E tu... Todinha inundada de ti mesma
de tua própria candura, 
tua própria coreografia
dança  até amanhecer o dia

Depois cansa de tanta dança
adormece e eu te flutuo feito pipa
feito bolha de sabão, feito criança
e te assisto adormecer até de novo te acordar
pra de novo, em meus sonhos, linda tu vires dançar.




sábado, 1 de junho de 2013

CAMINHADA




      Carregar uma dor pela vida afora é como ter  

                    calo nos pés. 
      

              chegará, cedo ou tarde, o dia em que a 
     
        
       dor, assim como o calo, vai impedir a 

                        
                       caminhada
.      

           e vai nos fazer sentar à beira da       

                        estrada... 
          


      sentados, então, vamos passar a viver de 
         
                      
                      assistir à vida


              passar por nós simplesmente.




AM N SI



É certo que certas palavras funcionam melhor quando não ditas. 

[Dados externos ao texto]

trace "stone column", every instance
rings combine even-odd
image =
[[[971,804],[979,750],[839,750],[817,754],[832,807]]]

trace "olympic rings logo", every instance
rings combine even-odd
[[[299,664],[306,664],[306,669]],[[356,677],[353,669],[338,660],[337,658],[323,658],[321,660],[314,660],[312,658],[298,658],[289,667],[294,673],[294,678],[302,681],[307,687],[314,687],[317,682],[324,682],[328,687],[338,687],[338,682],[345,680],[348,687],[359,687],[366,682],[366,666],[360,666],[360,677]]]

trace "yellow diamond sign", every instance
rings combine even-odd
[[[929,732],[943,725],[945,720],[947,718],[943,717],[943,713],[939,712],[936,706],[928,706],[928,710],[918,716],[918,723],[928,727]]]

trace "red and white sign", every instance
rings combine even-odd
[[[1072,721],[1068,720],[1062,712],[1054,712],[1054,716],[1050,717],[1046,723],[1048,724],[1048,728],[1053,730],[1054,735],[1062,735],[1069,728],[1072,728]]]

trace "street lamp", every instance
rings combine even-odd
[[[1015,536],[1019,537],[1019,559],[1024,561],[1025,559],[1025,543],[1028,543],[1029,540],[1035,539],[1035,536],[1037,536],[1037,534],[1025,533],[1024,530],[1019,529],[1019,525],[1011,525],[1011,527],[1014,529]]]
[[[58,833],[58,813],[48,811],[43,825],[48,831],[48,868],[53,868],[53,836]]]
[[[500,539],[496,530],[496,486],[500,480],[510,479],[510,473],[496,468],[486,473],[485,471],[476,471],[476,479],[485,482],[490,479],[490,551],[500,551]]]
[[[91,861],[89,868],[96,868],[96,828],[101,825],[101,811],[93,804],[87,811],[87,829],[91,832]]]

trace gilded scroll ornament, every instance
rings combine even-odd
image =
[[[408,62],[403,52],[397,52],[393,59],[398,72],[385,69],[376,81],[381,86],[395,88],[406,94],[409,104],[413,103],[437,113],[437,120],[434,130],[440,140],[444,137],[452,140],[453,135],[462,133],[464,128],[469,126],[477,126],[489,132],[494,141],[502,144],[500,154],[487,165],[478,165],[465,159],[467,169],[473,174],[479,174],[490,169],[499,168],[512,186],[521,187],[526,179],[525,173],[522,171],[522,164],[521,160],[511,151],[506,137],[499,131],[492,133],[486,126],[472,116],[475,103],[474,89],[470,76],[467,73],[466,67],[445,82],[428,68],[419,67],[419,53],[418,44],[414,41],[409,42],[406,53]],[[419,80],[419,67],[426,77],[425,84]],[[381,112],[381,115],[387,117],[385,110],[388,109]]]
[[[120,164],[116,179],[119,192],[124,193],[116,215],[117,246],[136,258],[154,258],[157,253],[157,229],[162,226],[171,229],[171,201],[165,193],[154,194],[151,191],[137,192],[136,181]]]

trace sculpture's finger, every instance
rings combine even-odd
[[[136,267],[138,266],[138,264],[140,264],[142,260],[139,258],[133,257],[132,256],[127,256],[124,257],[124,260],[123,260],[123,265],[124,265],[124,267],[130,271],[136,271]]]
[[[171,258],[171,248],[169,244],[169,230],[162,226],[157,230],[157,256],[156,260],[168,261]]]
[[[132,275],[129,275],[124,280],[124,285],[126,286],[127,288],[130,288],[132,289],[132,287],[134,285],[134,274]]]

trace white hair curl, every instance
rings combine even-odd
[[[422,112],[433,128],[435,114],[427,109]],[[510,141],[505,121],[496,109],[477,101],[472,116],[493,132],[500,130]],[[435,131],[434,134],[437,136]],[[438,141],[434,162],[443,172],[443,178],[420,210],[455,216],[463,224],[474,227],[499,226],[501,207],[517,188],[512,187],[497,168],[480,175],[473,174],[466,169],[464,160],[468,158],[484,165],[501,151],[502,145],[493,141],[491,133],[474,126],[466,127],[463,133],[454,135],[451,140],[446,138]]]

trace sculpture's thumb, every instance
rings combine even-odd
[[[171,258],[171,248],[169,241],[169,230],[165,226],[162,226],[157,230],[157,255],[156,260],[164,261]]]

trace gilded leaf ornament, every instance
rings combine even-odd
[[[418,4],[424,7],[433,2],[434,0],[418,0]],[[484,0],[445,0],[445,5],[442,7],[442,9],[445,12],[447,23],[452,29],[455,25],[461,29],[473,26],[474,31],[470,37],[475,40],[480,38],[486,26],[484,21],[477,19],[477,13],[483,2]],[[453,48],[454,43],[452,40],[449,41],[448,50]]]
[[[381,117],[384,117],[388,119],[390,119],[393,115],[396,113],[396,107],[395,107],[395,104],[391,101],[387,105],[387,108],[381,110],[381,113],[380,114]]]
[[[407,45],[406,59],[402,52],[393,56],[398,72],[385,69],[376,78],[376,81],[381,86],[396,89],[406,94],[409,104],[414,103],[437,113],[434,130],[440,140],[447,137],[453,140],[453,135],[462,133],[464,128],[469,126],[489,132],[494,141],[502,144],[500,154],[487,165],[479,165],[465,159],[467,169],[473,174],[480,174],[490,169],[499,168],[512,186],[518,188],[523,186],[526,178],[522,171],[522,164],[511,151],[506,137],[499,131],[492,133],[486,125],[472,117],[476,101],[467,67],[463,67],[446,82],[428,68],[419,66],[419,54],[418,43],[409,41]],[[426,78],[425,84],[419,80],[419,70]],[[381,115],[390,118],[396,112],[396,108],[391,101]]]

Assim como é certo que no fundo de cada amnésia adormece o conforto de não lembrar o que tanto se quis esquecer um dia. 



A CIGARRA




A cigarra de hoje foi a ninfa de ontem com carapuça e garras
E se hoje vive a cantar - não é porque não gosta de trabalhar -
como a fábula nos fez pensar.

Mas sim porque aprendeu a dar valor
a tudo aquilo que conquistou 
na dor de rasgar a própria dor
pra ser cigarra, cigana e livre.

Livre das garras e do peso da casca dura
do peso de seu corpo, de sua própria arquitetura
Livre de sua história, ela agora canta simplesmente, 
Intensamente...

Só quem nunca precisou vencer a própria vida pra viver
é que pode deixar de cantar a vida pra se preocupar em como a vida viver



RESPOSTA






Estamos todos atravessando desertos e não somos mais que hóspedes 

temporários deste(s) nós em que habitamos. 


Às vezes a travessia parece maior que a soma dos passos que temos.

Então olhamos pra frente, olhamos pra trás e é só deserto o que vemos. 

Um imenso deserto a nos atravessar, a nos habitar. 


Parar a caminhada não nos salva. 

Acelerar a caminhada  não nos salva. 


A única salvação do deserto em nós é atravessá-lo caminhando 

Com os passos que temos

Nos espaços que escolhemos.

Dentre as poucas escolhas que temos.


Pois a vida, enfim, é essa solitária travessia no deserto que 


existe entre os dois lados da ponte do adeus.